HUMILDE TRABAJADOR. El chofer del ómnibus era padre de dos niños y se aprestaba a tomar el turno.
HUMILDE TRABAJADOR. El chofer del ómnibus era padre de dos niños y se aprestaba a tomar el turno.
23 Octubre 2002
SILVER SPRING.- El francotirador reapareció ayer y dio muerte de un disparo en el pecho al conductor de un ómnibus, en el condado de Montgomery, Maryland. Con este hecho suman diez los muertos y tres los heridos por el asesino serial que, además, dirigió a la policía un mensaje con amenazas específicas contra los niños. "Sus hijos no están seguros, dondequiera que estén, en ningún momento", dice el mensaje leído por el comisario Charles Moose, quien dirige la investigación.
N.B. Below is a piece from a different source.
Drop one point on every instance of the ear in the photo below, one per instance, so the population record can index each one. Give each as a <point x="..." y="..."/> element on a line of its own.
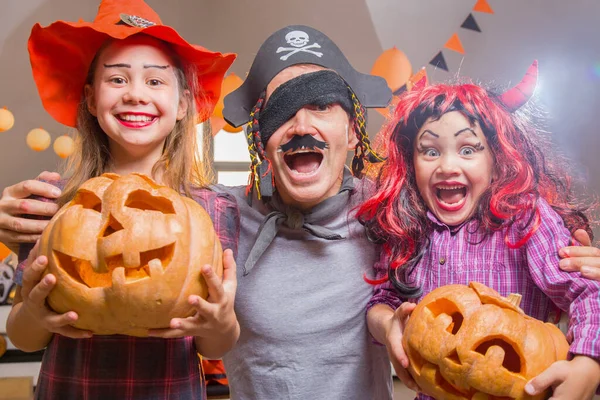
<point x="352" y="137"/>
<point x="88" y="90"/>
<point x="184" y="102"/>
El chofer, de 35 años y padre de dos niños, murió en un hospital a causa de la herida de bala. Fue alcanzado mientras se encontraba de pie sobre el último escalón del ómnibus para tomar el turno laboral. Un solo disparo, la proximidad de una zona boscosa y la fuga son los elementos que hacen pensar que se trata del mismo asesino que desde el 2 de octubre tiene en vilo al país.
Tras el atentado, la policía cerró las principales carreteras y registró vehículos, especialmente los conducidos por hombres. Sin embargo, el francotirador logró escapar una vez más, pese al rápido despliegue de agentes del orden, respaldados por helicópteros y perros entrenados. Todos los organismos de seguridad, incluidos el FBI y el Servicio Secreto, se unieron a la persecución. Participa también un avión espía del Pentágono, que sobrevuela día y noche la región en procura de detectar al individuo con aparatos electrónicos de última generación.

La postdata del mensaje
Moose indicó que la amenaza a los niños, en forma de postdata, forma parte de un mensaje más general, cuyo contenido no fue revelado pero que será respondido, informó. El oficial admitió que el asesino es capaz de matar a personas sin distinción de edad, raza, sexo, en cualquier día y lugar, y a cualquier hora.
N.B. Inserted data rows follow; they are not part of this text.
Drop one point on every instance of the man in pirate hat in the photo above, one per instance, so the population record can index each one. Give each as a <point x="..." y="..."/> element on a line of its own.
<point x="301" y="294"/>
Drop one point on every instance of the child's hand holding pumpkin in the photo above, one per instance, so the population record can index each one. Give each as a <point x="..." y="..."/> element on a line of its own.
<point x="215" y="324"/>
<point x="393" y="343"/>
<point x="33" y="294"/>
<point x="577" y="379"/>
Este último ataque, ocurrido a las 6 hora local, rompió la rutina en la hora de mayor tránsito en la capital estadounidense, sembrando el caos apenas un día después de que se desvanecieron las esperanzas de que los investigadores hubieran resuelto el caso. El asesinato ocurrió cerca del lugar donde fueron perpetrados los primeros ataques, hace casi tres semanas. La víctima del sábado último continuaba anoche en un hospital en grave estado. La bala calibre 5,56, que usa el francotirador, causó daños muy serios, dijo un médico.
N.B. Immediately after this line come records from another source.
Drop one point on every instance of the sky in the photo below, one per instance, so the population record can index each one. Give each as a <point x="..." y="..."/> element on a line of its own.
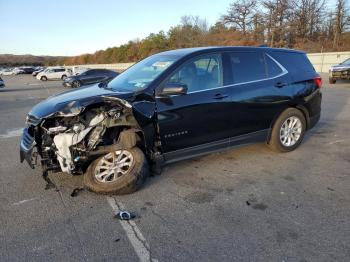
<point x="74" y="27"/>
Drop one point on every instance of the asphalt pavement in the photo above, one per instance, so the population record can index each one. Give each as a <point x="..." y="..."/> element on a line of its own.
<point x="246" y="204"/>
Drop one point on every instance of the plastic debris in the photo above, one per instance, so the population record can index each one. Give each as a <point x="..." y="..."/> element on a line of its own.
<point x="76" y="191"/>
<point x="125" y="215"/>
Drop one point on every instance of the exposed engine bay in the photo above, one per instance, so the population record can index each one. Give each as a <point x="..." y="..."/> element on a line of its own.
<point x="67" y="140"/>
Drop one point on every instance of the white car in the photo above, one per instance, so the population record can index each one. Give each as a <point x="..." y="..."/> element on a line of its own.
<point x="54" y="73"/>
<point x="7" y="72"/>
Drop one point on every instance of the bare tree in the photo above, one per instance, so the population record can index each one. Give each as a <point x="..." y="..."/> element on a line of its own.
<point x="240" y="14"/>
<point x="277" y="16"/>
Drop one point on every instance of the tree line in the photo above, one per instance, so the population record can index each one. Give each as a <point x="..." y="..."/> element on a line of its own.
<point x="309" y="25"/>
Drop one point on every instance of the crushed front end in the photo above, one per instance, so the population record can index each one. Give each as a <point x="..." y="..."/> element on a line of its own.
<point x="67" y="140"/>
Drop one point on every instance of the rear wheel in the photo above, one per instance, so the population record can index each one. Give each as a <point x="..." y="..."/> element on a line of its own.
<point x="332" y="80"/>
<point x="119" y="172"/>
<point x="288" y="131"/>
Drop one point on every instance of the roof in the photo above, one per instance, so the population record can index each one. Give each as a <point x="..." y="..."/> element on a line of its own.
<point x="187" y="51"/>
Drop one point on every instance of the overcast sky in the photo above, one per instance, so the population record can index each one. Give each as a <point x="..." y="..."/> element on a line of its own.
<point x="73" y="27"/>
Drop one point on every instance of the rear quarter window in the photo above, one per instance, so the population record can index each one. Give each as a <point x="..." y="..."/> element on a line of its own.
<point x="295" y="63"/>
<point x="247" y="66"/>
Refugiados en las escuelas
Un espeso clima de miedo mezclado con rabia se extiende por la región. Las escuelas mantienen a cientos de miles de estudiantes en el interior de los establecimientos desde hace dos semanas y las actividades al aire libre han sido canceladas. Algunas escuelas, como las que funcionan en Ashland y otras del área alrededor de Richmond, capital de Virginia, estaban cerradas ayer, incluso antes del último ataque. Los residentes, muchos de los cuales fueron atraídos al área por sus múltiples parques y lugares de recreo, están cada vez más frustrados por tener que restringir sus actividades.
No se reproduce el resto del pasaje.